Pancreatic pseudocysts are the collection of chronic pancreatic fluids that encased by a wall of nonepithelialized granulation tissue and fibrosis. It can be caused by leakage of the pancreatic duct, or as a result of inflammatory pancreatitis. Symptoms of this includes the abdominal bloating, difficult in eating, digesting food and constant pain or deep ache in the abdomen. To diagnose this pancreatic pseudocyst with an abdominal CT scan, MRI or ultrasound can be used. Emergency surgery may be need to perform if there is a rupture of the pseudocyst. The symptoms of this has disease has bleeding, shock, fainting, fever and chills, rapid heartbeat, or severe abdominal pain.
Types Of Cystogastrostomy:
Surgical cystogastrostomy can be repair to carry out it through an incision in the abdomen. After locating the pseudocyst, it is attached to the wall of the stomach and the cystogastrostomy is created. This is the most expensive of the three methods.Although it has a high success rate, it is infrequently used because of the extensive recovery period.
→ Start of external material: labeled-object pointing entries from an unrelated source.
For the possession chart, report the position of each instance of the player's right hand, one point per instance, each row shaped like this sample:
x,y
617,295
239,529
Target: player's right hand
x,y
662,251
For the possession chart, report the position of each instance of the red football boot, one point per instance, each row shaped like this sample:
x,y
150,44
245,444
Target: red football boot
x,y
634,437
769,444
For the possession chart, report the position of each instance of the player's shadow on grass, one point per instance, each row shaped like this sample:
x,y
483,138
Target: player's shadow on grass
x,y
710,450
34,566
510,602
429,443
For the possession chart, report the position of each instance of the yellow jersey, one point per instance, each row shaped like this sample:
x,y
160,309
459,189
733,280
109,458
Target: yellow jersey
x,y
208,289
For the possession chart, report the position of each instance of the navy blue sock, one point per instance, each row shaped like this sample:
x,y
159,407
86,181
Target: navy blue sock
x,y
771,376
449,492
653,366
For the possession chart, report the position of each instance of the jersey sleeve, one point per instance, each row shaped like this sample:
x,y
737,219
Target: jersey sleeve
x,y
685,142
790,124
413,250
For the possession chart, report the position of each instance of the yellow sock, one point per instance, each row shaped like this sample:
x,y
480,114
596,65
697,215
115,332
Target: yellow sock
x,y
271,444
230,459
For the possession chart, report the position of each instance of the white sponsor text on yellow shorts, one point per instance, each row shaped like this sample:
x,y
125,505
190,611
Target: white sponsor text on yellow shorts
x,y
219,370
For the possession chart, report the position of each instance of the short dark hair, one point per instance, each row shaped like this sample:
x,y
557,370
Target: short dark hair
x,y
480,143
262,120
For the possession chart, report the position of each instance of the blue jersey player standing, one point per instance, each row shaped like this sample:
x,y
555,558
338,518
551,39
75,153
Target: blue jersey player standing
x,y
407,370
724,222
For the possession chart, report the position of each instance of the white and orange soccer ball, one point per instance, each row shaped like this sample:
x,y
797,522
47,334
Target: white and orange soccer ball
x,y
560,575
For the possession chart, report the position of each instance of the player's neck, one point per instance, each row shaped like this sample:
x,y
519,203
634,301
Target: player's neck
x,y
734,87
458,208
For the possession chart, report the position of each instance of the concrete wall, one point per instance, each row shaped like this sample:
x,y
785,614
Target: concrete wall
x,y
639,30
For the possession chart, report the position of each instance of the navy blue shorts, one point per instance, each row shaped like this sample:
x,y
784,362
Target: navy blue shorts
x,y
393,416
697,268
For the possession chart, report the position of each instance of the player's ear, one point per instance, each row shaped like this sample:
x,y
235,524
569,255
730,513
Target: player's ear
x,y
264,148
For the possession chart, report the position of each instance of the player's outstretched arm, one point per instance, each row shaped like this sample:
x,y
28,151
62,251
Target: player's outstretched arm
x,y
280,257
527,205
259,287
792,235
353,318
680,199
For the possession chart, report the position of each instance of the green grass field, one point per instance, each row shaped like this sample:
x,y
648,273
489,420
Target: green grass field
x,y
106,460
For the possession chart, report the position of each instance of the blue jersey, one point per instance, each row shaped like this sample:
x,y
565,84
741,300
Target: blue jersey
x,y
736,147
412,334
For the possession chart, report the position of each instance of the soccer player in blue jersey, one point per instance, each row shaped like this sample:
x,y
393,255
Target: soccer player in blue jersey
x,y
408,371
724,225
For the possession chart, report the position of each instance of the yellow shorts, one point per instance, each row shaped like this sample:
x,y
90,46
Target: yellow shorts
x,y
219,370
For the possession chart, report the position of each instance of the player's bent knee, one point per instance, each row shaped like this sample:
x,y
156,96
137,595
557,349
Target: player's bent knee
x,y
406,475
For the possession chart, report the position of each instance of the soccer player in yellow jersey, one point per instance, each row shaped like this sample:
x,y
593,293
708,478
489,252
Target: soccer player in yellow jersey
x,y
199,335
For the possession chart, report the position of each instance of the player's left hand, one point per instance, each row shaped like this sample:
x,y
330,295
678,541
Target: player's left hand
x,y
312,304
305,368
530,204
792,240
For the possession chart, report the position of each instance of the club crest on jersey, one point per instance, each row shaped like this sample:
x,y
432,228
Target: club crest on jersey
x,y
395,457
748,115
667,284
A relatively new and less-invasive method will involve in endoscopic ultrasound(EUS) guidance and fluoroscopy. A needle is used to access for the identification pseudocyst, by creating a fistula in between the cystic cavity either the stomach or the duodenum. Plastic stents are inserted to facilitate the drainage from pseudocyst. The success rate of endoscopic treatment of pseudocysts may be greater than 70%.
In this, if the pseudocyst cavity is located, then it is entered and aspirated and an opening is created into the stomach for the drainage. Laparoscopic drainage get results in better cosmetic appearance and then it decreases the pain after the surgery..
Cystogastrostomy can lead to pancreatic abscess and pancreatic duct leak. Stents gets blocked, when it leads to infection of the pseudocyst. Other complications that includes normally associated with the surgery and anesthesi including bleeding.